Bloomberg appear to be indicating that they will hold BNA as a separate wholly-owned subsidiary in the first instance. This makes sense: they have distinctive cultures and need time to get to know each other. It is however interesting to think where the optimum first linkages will take place. Certainly management in the nascent Bloomberg Government unit will be salivating: they will rightly see the congressional law reporting as a key element in bringing more widespread usage in government at all levels. And everyone involved in the business of proliferating Bloomberg terminals more widely in the tax advisory marketplace will be exultant, since this is a real game changer for them. If the claim that we are all moving to workflow is correct, then BNA is vital to Bloomberg in its wish to move into adjoining, content – related markets like legal and paralegal.

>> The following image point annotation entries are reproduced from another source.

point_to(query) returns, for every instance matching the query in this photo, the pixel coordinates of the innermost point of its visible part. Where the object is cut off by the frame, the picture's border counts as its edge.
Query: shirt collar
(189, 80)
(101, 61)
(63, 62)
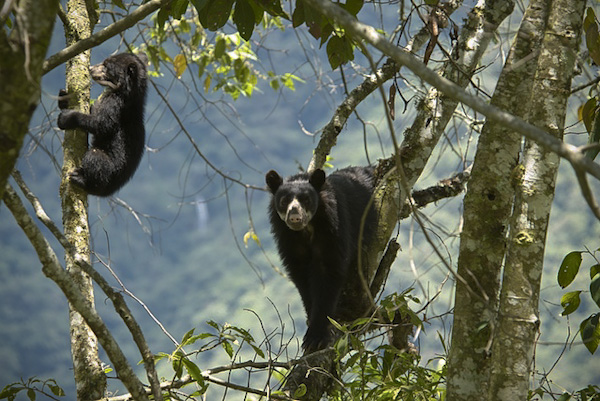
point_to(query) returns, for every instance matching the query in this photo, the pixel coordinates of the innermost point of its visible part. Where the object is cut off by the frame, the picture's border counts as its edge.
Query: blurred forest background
(175, 234)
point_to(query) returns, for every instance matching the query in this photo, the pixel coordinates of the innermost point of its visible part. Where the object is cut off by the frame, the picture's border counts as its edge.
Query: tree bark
(89, 375)
(487, 207)
(22, 52)
(416, 149)
(518, 316)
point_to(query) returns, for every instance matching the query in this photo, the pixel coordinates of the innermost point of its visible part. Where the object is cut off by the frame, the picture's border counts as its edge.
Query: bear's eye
(304, 199)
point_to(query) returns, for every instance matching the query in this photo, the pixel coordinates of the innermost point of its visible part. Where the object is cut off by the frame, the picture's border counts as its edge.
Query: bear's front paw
(75, 177)
(63, 99)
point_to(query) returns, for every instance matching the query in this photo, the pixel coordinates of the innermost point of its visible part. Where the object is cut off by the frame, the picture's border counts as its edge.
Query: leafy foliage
(223, 61)
(32, 387)
(589, 328)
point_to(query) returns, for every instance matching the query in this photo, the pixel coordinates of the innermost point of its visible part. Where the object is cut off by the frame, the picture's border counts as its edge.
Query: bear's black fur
(316, 224)
(116, 121)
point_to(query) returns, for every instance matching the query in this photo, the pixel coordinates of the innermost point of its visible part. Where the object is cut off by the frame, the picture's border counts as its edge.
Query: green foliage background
(189, 269)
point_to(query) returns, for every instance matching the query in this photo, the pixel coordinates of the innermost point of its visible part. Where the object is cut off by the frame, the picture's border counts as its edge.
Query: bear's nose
(294, 216)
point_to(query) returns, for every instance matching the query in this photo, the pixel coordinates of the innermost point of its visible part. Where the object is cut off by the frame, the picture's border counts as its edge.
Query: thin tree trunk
(487, 207)
(89, 376)
(434, 114)
(22, 52)
(518, 316)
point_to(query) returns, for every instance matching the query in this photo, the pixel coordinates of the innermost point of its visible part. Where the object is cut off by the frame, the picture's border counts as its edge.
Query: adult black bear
(116, 121)
(316, 224)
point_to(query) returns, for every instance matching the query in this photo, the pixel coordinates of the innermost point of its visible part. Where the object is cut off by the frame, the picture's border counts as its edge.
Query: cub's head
(296, 198)
(124, 72)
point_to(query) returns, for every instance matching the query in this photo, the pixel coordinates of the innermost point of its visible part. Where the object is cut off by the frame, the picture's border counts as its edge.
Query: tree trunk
(22, 52)
(518, 315)
(487, 207)
(89, 375)
(434, 114)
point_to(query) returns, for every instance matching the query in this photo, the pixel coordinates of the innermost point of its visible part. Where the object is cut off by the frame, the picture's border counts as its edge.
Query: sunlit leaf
(193, 370)
(218, 13)
(353, 6)
(119, 3)
(300, 391)
(56, 390)
(595, 289)
(587, 113)
(220, 47)
(590, 332)
(570, 302)
(199, 4)
(569, 268)
(228, 348)
(179, 64)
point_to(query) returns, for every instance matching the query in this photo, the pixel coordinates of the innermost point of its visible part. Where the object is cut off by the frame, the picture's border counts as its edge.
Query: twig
(103, 35)
(371, 36)
(116, 298)
(52, 268)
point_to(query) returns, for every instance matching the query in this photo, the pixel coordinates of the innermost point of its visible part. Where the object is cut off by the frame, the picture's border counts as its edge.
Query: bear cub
(315, 221)
(116, 122)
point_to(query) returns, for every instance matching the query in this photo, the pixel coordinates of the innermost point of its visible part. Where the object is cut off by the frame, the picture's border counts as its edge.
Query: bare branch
(103, 35)
(368, 34)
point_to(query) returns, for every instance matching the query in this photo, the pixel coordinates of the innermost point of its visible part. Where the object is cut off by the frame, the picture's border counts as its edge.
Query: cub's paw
(75, 177)
(66, 120)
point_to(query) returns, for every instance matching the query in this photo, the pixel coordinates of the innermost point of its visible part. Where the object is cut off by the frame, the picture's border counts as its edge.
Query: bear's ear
(317, 179)
(273, 180)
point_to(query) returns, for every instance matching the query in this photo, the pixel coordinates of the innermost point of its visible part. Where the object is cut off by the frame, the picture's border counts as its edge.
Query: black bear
(116, 122)
(315, 221)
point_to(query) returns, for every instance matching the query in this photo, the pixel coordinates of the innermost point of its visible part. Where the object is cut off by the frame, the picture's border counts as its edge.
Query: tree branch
(117, 299)
(53, 270)
(369, 35)
(103, 35)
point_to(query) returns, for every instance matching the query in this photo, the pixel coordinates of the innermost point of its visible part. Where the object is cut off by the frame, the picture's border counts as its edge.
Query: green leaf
(193, 370)
(595, 289)
(590, 332)
(569, 268)
(179, 64)
(218, 13)
(228, 348)
(300, 391)
(178, 8)
(570, 302)
(353, 6)
(594, 270)
(273, 7)
(220, 47)
(243, 18)
(199, 4)
(298, 14)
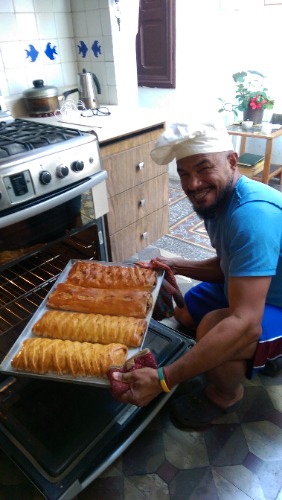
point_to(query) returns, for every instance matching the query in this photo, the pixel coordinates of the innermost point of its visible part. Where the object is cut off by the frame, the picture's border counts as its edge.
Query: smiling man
(236, 309)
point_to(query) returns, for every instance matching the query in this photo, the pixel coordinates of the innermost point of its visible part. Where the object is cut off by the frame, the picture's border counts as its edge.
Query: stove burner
(22, 135)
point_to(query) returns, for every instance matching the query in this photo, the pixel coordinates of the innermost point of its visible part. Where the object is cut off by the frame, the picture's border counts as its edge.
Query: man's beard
(210, 212)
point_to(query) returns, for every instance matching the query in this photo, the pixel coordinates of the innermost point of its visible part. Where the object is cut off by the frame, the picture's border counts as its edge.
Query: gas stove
(37, 159)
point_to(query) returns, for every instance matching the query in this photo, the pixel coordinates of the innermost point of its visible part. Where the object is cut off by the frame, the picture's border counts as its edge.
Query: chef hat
(182, 139)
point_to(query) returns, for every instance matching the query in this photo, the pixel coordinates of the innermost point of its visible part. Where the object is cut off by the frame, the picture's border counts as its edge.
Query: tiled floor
(239, 457)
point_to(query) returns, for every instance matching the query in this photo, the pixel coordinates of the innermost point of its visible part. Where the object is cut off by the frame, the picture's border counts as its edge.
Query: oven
(53, 201)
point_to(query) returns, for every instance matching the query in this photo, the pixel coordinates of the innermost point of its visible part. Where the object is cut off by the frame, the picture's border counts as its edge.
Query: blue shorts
(206, 297)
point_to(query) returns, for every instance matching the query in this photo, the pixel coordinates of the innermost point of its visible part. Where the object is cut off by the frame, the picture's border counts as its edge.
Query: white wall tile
(91, 4)
(106, 22)
(13, 55)
(54, 75)
(64, 26)
(46, 25)
(43, 5)
(79, 24)
(67, 50)
(23, 5)
(61, 6)
(8, 29)
(94, 26)
(27, 26)
(16, 85)
(6, 6)
(70, 71)
(107, 48)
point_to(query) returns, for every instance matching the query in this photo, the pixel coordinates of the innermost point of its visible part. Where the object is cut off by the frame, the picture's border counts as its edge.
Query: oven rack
(25, 284)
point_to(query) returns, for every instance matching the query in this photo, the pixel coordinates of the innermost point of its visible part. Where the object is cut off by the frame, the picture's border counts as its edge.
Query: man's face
(207, 179)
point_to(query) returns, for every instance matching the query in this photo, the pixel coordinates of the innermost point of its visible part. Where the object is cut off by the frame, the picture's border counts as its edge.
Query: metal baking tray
(6, 366)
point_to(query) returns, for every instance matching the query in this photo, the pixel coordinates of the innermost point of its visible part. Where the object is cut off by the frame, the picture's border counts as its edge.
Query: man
(237, 307)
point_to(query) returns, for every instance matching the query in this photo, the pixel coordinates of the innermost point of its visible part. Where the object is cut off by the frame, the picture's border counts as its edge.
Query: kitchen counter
(120, 123)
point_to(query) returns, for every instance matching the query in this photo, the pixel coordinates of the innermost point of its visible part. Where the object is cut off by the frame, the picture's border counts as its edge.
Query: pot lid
(40, 90)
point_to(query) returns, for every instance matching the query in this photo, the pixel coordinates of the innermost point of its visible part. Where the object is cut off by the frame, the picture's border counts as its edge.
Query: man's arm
(233, 337)
(204, 270)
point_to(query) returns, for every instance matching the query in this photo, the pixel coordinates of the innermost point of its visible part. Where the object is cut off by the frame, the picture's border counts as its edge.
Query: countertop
(121, 122)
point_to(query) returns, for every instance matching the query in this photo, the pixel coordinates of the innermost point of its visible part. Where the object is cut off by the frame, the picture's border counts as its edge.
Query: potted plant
(251, 96)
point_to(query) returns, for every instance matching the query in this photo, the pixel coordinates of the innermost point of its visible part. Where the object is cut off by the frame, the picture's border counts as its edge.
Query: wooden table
(269, 170)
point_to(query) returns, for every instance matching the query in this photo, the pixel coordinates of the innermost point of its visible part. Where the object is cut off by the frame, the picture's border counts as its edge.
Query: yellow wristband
(162, 380)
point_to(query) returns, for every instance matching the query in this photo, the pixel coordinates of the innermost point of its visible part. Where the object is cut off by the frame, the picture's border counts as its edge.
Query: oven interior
(63, 435)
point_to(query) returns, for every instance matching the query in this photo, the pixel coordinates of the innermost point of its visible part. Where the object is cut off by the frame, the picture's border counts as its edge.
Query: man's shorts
(206, 297)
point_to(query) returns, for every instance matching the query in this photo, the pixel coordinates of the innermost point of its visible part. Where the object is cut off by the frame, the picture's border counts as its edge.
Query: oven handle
(38, 208)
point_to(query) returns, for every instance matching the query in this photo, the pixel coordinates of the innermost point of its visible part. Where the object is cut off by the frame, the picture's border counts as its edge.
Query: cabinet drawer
(136, 203)
(139, 235)
(130, 168)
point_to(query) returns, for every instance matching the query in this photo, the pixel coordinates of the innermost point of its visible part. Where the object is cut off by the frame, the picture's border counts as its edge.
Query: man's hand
(143, 386)
(169, 290)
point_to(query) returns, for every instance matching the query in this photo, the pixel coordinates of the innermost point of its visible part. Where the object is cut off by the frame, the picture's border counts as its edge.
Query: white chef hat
(182, 139)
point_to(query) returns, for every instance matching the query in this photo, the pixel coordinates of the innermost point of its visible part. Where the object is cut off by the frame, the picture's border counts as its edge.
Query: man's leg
(225, 382)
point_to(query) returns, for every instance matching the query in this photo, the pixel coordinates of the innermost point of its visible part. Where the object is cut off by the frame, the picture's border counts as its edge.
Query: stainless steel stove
(52, 206)
(39, 160)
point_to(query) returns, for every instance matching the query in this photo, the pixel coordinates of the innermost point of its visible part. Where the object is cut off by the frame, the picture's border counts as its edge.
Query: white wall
(215, 39)
(65, 23)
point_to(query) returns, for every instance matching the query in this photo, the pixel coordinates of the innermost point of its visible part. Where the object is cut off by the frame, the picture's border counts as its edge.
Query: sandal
(198, 411)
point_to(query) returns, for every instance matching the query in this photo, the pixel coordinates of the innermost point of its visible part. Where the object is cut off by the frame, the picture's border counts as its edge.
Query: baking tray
(6, 366)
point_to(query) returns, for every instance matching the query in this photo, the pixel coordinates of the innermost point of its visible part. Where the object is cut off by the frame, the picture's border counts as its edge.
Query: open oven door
(64, 435)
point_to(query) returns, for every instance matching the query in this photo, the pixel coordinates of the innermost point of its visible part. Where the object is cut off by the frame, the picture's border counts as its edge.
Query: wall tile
(46, 25)
(79, 24)
(6, 6)
(94, 27)
(106, 22)
(61, 6)
(91, 4)
(8, 29)
(64, 26)
(27, 26)
(43, 5)
(67, 50)
(16, 85)
(23, 5)
(69, 71)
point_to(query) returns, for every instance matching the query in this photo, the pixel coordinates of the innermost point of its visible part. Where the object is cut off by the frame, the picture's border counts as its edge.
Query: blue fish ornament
(50, 51)
(32, 53)
(96, 47)
(82, 48)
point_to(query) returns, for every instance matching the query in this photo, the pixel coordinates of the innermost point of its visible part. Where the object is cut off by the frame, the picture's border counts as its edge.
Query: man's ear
(232, 157)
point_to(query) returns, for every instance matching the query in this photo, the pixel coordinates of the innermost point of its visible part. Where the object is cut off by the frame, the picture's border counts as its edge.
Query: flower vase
(254, 115)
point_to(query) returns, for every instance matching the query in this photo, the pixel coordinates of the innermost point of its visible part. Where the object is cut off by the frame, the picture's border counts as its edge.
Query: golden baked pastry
(39, 355)
(134, 303)
(91, 328)
(95, 275)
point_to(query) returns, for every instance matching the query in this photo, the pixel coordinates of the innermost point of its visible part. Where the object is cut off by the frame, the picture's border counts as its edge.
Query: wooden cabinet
(137, 192)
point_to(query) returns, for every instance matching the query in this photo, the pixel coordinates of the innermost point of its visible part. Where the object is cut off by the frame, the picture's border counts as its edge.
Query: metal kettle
(88, 88)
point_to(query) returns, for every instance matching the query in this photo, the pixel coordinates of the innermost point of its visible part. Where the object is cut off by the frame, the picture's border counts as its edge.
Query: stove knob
(77, 166)
(62, 171)
(45, 177)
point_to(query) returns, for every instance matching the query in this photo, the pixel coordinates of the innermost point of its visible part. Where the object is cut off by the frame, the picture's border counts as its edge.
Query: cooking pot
(88, 88)
(41, 100)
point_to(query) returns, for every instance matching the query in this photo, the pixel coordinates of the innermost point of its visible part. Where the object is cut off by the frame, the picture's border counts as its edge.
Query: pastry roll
(91, 328)
(134, 303)
(95, 275)
(39, 355)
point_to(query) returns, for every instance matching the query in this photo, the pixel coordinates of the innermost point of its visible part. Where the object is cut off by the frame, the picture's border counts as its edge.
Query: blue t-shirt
(247, 235)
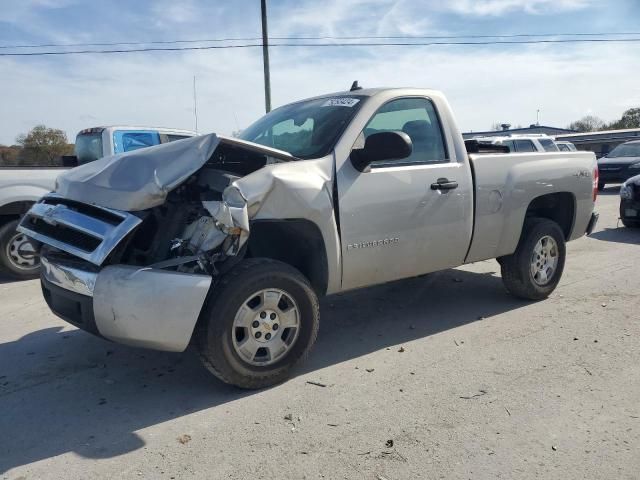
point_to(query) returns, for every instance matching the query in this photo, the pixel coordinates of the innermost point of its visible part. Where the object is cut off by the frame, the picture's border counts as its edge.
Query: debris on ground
(482, 392)
(317, 384)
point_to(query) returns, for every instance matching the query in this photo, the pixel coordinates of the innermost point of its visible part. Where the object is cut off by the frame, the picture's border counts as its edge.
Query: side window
(170, 137)
(127, 141)
(417, 118)
(548, 145)
(509, 143)
(524, 146)
(135, 140)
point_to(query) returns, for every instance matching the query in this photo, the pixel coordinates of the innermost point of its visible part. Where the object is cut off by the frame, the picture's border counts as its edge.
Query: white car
(523, 143)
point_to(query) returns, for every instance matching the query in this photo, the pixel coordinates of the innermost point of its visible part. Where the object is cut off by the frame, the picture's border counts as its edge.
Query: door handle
(444, 184)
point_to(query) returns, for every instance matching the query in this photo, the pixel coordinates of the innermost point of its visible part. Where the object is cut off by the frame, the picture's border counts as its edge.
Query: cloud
(502, 7)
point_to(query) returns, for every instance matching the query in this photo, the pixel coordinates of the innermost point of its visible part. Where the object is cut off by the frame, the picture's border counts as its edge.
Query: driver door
(395, 222)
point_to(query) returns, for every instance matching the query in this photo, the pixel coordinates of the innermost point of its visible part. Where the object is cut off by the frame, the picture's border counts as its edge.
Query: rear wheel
(261, 319)
(18, 256)
(533, 271)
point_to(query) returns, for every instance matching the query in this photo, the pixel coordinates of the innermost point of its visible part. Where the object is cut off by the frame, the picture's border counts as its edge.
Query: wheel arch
(297, 242)
(559, 207)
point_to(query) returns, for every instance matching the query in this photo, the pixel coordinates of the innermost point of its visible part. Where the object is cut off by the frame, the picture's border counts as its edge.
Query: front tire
(18, 256)
(630, 223)
(534, 270)
(261, 319)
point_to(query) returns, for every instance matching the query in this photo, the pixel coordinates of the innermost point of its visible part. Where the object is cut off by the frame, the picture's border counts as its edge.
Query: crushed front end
(140, 274)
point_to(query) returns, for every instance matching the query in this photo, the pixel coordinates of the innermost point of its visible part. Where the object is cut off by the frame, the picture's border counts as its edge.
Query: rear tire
(533, 271)
(18, 257)
(261, 319)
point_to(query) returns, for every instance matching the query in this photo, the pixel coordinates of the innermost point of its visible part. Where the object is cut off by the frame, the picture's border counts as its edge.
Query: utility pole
(265, 57)
(195, 103)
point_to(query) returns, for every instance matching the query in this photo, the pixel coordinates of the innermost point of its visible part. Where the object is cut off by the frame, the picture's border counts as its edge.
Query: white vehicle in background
(523, 143)
(21, 187)
(565, 146)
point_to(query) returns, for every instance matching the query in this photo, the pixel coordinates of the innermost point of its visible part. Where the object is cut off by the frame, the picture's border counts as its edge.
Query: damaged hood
(141, 179)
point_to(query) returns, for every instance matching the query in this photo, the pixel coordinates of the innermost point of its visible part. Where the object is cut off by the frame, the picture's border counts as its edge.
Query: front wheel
(18, 256)
(262, 318)
(533, 271)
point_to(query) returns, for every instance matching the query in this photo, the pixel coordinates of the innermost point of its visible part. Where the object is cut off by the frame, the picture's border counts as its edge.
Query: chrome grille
(86, 231)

And a final and personal note on culture. As an advisory director to BNA’s international marketing (Bloomberg will transform that with their global coverage) I have, for almost 25 years, worked with quite the most civilized publisher on the Planet. The values of the founders were exemplified by their successors, and while employee ownership sometimes caused problems of its own, those who worked there were embued well beyond the normal with a sense of purpose, and indeed, a lifetime commitment, to what they were doing, and a belief that their purpose was part of the public good. This cannot be bottled, so Bloomberg must be careful to preserve it. Having tried to enter security law in the early years of this century, and made very slow progress, they should know how difficult it is to get very high level editorial intervention and commentary to work properly. The biggest property they have so far bought is BusinessWeek, which was not strictly comparable. BNA is different, and to get the real value they will need to treat it very differently.